Al entrar, a la izquierda, la garita, y en ella, cuatro guardias que rumian su aburrimiento. A la derecha colinda un edificio viejo, del que sale una pasarela, que bien podría tratarse de un aeropuerto. Al fondo, hacia atrás de la garita, extensa planicie adornada por frondosos árboles, arbustos, y caminos que penetran por la exquisitez de los verdes, perdiéndose en lontananza.
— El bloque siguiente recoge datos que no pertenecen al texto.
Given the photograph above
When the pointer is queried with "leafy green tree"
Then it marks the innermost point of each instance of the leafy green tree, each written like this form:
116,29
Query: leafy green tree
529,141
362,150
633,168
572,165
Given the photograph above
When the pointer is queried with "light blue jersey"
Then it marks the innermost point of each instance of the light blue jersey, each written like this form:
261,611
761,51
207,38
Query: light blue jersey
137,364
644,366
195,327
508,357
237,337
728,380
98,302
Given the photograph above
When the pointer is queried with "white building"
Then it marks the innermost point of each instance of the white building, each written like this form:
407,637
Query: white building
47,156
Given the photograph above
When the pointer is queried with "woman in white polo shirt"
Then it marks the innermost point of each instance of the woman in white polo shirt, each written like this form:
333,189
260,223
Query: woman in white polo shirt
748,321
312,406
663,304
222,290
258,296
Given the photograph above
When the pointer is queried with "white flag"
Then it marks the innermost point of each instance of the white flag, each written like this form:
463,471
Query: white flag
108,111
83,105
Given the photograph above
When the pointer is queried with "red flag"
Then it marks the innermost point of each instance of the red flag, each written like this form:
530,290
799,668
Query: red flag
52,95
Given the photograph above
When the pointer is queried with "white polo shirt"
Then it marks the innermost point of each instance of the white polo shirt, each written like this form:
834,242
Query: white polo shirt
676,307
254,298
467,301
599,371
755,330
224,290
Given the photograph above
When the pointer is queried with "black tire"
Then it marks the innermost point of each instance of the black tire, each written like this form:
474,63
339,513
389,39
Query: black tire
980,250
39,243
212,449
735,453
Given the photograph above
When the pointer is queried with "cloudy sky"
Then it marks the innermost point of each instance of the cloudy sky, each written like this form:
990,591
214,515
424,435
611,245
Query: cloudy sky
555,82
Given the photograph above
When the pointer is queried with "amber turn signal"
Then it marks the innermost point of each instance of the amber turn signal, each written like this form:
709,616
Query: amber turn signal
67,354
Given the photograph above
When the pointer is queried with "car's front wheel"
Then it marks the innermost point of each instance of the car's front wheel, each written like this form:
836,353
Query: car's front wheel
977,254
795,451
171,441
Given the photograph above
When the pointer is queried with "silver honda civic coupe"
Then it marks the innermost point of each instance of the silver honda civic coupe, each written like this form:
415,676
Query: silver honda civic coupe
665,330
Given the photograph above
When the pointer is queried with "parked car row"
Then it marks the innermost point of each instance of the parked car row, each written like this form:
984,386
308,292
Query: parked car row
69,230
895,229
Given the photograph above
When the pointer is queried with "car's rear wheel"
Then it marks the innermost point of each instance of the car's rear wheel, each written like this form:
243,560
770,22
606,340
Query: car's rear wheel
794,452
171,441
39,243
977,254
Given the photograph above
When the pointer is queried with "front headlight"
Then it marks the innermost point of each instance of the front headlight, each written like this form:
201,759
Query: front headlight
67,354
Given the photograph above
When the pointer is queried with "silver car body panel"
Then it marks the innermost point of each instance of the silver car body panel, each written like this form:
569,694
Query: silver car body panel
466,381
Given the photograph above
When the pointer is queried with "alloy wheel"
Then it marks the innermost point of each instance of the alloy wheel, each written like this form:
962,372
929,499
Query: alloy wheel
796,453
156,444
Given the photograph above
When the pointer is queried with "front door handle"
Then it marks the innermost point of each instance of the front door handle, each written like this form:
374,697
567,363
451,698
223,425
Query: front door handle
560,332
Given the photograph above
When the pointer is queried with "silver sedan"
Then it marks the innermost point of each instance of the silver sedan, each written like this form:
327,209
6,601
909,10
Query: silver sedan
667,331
El camino principal topa con una casa vieja, de aspecto lúgubre, en la que se ven rostros severos, crueles, de ojos acusadores. A la vecindad, una barra de hierro semejante a la de la entrada principal, un poco más pequeña, atendida por alguien vestido de civil. A la vera, una nueva garita que aloja tres hombres con aspecto de fieras, mirada asesina, armados de metralletas, y finalmente, un enorme patio circundado por edificios vetustos que aposentan a los reclusos.
*
Anoche, como a las diez, me encuentro durmiendo en casa. De pronto escucho ruido de carros, voces, carreras. Estoy tenso y aguzo el oído; sí, es en el techo donde se escuchan pasos, luego se oyen en el patio y me levanto. Despierto a mi esposa en el preciso momento en que comienzan a golpear la puerta y conminarme a abrirla con gritos aterradores. Mis hijos despiertan llorando. Nuestros corazones laten apresuradamente.
Tomo la determinación de no abrir y amparo a mis hijos y esposa en el cuarto del fondo donde, estoy seguro, están más protegidos. Escarbo entre la ropa del armario donde guardo la escuadrita calibre 22, decidido a vender cara mi captura. Dada la situación, no alcanzo a comprender cabalmente si son las fuerzas del gobierno o algún grupo de delincuentes quienes desean allanar mi vivienda. Mientras tanto los ruidos aumentan, los golpes a la puerta me hacen suponer que está por ceder y corro atropelladamente hacia la cocina a bajar las palancas de la energía. Con la ventaja de la oscuridad tal vez puedo enviar al otro mundo a un par de desgraciados y me parapeto detrás de uno de los sillones de la sala. Lo que más me desespera es oír el llanto de los niños. Mi mujer es bastante tranquila y eso me da confianza. Sin embargo, es muy difícil para una mujer sola salir adelante con cuatro niños.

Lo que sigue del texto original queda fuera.